# Optimized PyTorch CNN with Optuna

In this notebook, we optimize a convolutional neural network (CNN) for the CIFAR-10 dataset using Optuna for hyperparameter tuning.

## Notebook set-up

### Imports

In [None]:
# Standard library imports
from pathlib import Path

# Third party imports
import matplotlib.pyplot as plt
import numpy as np
import optuna
import torch
import torch.nn as nn
import torch.optim as optim
from torchvision import datasets, transforms
from torch.utils.data import DataLoader

# Package imports
from cifar10_tools.pytorch.evaluation import evaluate_model
from cifar10_tools.pytorch.plotting import (
    plot_sample_images, plot_learning_curves, 
    plot_confusion_matrix, plot_class_probability_distributions,
    plot_evaluation_curves
)
from cifar10_tools.pytorch.training import train_model

# Suppress Optuna info messages (show only warnings and errors)
optuna.logging.set_verbosity(optuna.logging.WARNING)

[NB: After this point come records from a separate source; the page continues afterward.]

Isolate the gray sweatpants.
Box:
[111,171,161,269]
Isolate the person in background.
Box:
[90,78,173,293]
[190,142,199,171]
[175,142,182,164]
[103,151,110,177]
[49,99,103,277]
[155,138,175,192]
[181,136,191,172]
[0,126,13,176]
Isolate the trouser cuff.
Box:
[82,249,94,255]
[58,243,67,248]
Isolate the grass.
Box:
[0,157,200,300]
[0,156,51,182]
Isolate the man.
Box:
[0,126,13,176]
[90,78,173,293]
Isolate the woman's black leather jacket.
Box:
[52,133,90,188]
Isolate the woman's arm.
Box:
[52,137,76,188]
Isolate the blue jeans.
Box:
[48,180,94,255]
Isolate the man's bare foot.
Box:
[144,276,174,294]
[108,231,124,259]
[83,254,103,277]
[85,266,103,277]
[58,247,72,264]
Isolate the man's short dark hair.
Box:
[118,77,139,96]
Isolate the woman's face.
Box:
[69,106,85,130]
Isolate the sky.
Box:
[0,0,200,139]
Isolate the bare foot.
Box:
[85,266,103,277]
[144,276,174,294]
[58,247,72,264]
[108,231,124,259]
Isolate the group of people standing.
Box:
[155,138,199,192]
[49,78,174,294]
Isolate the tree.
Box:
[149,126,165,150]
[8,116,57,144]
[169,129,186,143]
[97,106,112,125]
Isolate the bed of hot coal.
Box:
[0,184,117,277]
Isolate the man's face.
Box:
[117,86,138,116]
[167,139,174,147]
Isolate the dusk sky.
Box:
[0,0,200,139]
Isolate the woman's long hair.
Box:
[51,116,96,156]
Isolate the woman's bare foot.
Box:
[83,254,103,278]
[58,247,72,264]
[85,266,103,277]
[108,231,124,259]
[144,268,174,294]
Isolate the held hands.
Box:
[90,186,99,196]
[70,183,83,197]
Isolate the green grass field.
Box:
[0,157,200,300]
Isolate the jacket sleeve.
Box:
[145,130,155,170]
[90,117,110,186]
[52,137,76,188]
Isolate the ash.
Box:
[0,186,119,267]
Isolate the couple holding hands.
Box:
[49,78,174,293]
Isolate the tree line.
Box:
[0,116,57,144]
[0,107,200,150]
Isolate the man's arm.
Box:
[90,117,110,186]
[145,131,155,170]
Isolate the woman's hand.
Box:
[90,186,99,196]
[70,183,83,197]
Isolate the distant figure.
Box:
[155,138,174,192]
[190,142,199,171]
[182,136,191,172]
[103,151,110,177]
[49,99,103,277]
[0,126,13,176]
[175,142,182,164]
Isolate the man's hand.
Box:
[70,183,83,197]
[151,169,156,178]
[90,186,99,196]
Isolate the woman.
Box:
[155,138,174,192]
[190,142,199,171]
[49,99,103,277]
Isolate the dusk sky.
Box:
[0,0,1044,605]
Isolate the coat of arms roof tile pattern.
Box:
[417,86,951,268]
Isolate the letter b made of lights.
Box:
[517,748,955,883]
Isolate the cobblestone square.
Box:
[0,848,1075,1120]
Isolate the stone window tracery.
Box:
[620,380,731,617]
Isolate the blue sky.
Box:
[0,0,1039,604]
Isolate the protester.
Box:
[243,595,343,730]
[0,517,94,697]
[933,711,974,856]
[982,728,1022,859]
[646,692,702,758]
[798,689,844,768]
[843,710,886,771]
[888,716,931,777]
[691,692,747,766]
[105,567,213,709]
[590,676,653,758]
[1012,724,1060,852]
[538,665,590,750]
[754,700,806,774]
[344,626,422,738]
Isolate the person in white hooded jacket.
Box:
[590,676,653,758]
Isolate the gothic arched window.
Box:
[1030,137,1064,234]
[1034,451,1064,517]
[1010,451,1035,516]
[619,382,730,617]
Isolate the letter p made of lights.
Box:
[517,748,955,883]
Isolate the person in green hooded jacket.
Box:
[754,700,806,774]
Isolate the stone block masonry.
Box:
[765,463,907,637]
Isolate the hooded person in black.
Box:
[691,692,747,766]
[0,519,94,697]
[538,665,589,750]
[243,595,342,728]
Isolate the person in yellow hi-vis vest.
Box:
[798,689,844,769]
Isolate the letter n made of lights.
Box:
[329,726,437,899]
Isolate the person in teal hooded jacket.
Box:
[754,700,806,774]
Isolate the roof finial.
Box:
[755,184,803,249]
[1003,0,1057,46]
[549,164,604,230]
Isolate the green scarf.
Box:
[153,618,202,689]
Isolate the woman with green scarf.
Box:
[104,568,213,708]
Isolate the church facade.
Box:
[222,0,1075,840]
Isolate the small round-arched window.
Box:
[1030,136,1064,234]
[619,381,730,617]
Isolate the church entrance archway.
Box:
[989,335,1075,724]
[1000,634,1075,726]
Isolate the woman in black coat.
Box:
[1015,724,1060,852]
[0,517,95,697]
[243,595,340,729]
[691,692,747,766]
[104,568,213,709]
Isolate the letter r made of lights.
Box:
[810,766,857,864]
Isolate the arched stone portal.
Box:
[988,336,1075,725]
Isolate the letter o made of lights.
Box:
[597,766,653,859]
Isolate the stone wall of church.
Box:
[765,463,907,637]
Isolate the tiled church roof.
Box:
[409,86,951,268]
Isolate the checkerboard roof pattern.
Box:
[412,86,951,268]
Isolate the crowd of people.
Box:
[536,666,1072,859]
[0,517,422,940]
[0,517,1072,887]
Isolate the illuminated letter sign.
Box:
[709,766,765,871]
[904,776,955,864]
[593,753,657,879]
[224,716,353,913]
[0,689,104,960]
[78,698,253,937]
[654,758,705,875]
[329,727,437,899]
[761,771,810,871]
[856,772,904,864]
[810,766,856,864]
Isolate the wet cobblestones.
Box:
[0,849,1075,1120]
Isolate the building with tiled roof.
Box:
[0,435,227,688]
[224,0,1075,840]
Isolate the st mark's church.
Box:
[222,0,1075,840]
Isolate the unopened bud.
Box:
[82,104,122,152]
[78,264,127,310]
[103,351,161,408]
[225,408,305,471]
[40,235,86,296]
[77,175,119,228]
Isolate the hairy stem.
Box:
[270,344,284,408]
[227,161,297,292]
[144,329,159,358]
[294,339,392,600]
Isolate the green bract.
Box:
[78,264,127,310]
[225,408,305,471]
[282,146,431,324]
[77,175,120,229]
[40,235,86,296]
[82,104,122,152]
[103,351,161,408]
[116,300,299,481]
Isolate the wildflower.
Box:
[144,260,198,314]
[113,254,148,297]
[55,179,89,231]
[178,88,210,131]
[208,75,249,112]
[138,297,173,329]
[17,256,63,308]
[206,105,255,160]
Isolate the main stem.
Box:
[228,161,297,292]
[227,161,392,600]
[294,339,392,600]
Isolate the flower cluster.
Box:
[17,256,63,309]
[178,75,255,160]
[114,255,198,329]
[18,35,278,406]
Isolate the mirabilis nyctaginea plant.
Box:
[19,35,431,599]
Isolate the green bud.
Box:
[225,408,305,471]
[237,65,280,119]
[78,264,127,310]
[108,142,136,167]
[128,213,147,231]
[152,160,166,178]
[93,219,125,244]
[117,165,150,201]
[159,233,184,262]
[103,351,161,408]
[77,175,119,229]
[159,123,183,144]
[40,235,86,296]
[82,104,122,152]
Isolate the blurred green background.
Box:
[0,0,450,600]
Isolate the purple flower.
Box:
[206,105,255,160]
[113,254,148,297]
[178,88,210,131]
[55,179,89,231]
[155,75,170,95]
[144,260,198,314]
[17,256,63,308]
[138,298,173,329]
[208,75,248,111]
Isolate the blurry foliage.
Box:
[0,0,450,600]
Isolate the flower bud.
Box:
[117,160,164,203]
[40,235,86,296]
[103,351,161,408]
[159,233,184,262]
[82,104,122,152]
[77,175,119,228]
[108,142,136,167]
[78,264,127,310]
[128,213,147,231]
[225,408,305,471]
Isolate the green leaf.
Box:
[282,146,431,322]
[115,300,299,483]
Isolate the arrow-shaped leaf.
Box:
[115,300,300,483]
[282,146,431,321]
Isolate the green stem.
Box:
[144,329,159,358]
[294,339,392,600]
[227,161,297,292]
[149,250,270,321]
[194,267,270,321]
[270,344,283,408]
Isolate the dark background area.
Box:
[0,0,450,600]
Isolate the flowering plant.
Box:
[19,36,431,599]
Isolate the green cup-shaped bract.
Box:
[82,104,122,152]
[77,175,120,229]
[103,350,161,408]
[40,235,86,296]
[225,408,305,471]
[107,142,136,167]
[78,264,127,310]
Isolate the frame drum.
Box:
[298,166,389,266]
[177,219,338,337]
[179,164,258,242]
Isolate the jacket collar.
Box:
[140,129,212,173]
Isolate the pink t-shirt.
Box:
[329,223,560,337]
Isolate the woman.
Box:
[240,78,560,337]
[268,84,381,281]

# Set random seeds for reproducibility
torch.manual_seed(315)
np.random.seed(315)

# Check for GPU availability
device = torch.device('cuda' if torch.cuda.is_available() else 'cpu')
print(f'Using device: {device}')

### Fixed hyperparameters

In [None]:
batch_size = 2048        # Training images come in 5 batches of 10,000

# Optuna settings
start_new_study = True   # Clear previous results (if any) and start new study
n_trials = 50            # Number of optimization trials
n_epochs_per_trial = 100 # Epochs per trial
n_epochs_final = 200     # Epochs for final model training

# SQLite storage for Optuna (local file)
data_dir = Path('../data/pytorch')
data_dir.mkdir(parents=True, exist_ok=True)
storage_path = data_dir / 'optimized_pytorch_cnn.db'
storage_url = f'sqlite:///{storage_path}'

# CIFAR-10 class names in class order
class_names = [
    'airplane', 'automobile', 'bird', 'cat', 'deer',
    'dog', 'frog', 'horse', 'ship', 'truck'
]

num_classes = len(class_names)

## 1. Load and preprocess CIFAR-10 data

CIFAR-10 contains 32x32 color images (3 channels) across 10 classes. We convert the images to grayscale for this demonstration.

### 1.1. Load datasets

In [None]:
# Make sure data directory exists
data_dir = Path('../data/pytorch/cifar10')
data_dir.mkdir(parents=True, exist_ok=True)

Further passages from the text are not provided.